The OEC: Facts about the language

oxford corpus image

 

The 20-volume historical Oxford English Dictionary is the largest record of words used in English, past and present. It contains words that are now obsolete or rare (such as xenagogue 'a person who guides strangers' and vicine 'neighbouring or adjacent') in addition to the latest coinages such as phishing and podcast.

The second edition of the OED, published in 1989 and consisting of twenty volumes, contains more than 615,000 entries, and the third, available online, is expanding all the time, with batches of 2,500 new and revised words and phrases being added in regular quarterly updates.

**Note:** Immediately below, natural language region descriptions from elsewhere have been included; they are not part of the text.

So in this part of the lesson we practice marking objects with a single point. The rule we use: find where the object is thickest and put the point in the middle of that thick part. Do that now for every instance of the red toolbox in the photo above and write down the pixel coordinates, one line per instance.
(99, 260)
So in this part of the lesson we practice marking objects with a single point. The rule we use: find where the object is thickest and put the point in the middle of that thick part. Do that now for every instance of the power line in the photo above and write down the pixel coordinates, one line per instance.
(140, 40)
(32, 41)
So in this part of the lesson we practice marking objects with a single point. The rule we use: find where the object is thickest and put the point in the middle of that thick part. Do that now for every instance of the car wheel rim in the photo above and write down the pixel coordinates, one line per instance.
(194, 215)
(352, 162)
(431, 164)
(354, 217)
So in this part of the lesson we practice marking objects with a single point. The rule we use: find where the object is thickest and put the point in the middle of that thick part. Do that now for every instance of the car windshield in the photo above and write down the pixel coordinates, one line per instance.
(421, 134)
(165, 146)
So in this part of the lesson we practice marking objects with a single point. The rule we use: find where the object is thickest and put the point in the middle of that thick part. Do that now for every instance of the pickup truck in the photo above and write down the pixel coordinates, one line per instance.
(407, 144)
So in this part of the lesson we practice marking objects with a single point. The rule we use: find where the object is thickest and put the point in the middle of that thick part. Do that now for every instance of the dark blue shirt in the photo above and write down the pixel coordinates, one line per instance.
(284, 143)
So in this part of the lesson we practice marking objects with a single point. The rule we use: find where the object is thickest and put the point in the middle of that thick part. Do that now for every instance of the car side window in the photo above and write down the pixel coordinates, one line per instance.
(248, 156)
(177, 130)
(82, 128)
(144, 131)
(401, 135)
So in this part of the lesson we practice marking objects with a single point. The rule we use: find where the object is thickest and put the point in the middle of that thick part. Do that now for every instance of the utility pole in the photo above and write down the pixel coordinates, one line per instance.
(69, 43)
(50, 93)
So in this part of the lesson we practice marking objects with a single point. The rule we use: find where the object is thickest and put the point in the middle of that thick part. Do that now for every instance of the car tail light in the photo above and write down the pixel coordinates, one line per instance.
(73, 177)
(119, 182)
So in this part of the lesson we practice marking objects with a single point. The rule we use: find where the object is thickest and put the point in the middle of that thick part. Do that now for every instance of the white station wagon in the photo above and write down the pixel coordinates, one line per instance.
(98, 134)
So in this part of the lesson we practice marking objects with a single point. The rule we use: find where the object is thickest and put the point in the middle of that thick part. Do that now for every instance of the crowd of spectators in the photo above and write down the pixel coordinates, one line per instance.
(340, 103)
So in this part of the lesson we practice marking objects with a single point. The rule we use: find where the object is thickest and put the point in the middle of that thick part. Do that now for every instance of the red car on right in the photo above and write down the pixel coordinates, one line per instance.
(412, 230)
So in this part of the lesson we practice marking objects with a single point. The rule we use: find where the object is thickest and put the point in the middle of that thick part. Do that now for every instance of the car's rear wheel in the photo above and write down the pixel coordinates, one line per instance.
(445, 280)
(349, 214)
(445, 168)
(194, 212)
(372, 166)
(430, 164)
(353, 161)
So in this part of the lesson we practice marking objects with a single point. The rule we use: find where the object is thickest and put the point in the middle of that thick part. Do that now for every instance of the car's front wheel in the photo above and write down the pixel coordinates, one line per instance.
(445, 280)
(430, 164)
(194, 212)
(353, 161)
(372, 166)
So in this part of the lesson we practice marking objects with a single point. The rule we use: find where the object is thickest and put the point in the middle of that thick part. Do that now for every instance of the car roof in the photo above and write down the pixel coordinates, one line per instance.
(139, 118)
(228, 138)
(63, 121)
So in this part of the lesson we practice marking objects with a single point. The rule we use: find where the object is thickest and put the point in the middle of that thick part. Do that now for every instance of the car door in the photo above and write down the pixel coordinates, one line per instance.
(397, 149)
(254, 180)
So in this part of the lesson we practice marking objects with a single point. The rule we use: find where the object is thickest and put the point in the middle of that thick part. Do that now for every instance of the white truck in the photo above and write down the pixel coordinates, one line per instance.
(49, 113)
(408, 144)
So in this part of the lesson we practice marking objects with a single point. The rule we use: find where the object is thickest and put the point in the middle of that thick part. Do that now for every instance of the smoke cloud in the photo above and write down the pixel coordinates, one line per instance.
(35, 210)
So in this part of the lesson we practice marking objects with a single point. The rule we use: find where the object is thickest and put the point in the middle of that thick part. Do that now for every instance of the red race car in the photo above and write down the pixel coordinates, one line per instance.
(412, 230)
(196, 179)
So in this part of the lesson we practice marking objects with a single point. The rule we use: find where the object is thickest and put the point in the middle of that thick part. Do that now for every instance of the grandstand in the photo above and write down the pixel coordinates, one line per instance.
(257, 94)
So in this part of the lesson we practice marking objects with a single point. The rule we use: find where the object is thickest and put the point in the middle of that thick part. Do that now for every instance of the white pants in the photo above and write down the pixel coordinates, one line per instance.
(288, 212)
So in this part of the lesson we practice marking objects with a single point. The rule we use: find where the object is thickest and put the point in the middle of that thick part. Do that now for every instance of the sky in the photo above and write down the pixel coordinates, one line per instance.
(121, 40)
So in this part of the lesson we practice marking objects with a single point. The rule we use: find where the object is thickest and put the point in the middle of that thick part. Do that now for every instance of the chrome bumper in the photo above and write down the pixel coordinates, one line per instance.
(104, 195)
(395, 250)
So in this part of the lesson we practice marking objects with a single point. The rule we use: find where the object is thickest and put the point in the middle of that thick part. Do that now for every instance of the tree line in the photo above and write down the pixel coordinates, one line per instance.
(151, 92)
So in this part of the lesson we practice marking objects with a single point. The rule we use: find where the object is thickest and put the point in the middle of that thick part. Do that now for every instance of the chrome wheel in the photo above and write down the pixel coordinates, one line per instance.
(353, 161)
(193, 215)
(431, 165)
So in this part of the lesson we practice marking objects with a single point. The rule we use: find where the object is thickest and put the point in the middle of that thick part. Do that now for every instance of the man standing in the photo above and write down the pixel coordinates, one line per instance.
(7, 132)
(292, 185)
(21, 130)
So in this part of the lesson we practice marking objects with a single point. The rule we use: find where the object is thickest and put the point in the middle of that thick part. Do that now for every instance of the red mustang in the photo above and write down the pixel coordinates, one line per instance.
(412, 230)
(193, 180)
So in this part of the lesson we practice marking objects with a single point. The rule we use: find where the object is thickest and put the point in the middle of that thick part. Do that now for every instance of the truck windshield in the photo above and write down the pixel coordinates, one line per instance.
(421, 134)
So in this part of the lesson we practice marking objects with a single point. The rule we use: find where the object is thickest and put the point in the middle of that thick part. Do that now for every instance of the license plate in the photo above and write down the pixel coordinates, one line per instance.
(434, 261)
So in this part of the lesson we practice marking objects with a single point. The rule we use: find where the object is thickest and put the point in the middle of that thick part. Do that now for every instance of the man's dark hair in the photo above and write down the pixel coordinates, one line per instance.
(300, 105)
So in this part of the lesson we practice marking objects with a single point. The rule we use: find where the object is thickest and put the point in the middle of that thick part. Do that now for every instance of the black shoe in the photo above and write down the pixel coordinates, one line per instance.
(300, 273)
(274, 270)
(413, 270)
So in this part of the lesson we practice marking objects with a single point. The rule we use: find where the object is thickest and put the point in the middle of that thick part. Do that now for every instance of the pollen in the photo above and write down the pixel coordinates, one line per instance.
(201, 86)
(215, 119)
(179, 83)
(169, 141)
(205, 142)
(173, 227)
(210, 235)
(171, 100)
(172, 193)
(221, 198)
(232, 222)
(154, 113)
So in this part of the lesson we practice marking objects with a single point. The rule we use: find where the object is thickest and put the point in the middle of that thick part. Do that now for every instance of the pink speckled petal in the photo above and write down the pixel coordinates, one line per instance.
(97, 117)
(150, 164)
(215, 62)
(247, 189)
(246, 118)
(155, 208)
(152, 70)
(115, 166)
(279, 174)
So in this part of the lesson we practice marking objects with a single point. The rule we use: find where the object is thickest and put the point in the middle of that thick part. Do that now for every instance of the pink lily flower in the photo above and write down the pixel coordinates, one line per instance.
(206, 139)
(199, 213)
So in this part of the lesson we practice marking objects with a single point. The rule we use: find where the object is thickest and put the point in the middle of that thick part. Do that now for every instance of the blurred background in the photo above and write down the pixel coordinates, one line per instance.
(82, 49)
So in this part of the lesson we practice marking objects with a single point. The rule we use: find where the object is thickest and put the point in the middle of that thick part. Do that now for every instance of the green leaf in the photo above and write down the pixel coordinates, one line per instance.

How many words are there in English?

It is a question often asked, but not so easily answered. Even the OED does not set out to include every specialized technical term or slang or dialect expression ever used. New words are constantly being invented, developed from existing words, or adopted from other languages. Most will be used rarely, or only by a small group of people. This means that an unlimited number of words may occur in speech and writing which will never be recorded in even the largest dictionary.

Furthermore, what exactly is a word? Clearly we should include single units such as cat and dog. But are the plurals cats and dogs separate words? Should we include compounds such as walking stick, which are made up of two existing words? There are an almost unlimited number of such two-word compounds, which can't all be included in a dictionary. And what about abbreviations like BBC and Dr,  or proper names such as London, Nelson, and Harry Potter: are they words? As you can see, the question is not a straightforward one.

How many words do we use?

Although it may be impossible to know the number of words in English, the Oxford English Corpus can help us assess the number of words in current use.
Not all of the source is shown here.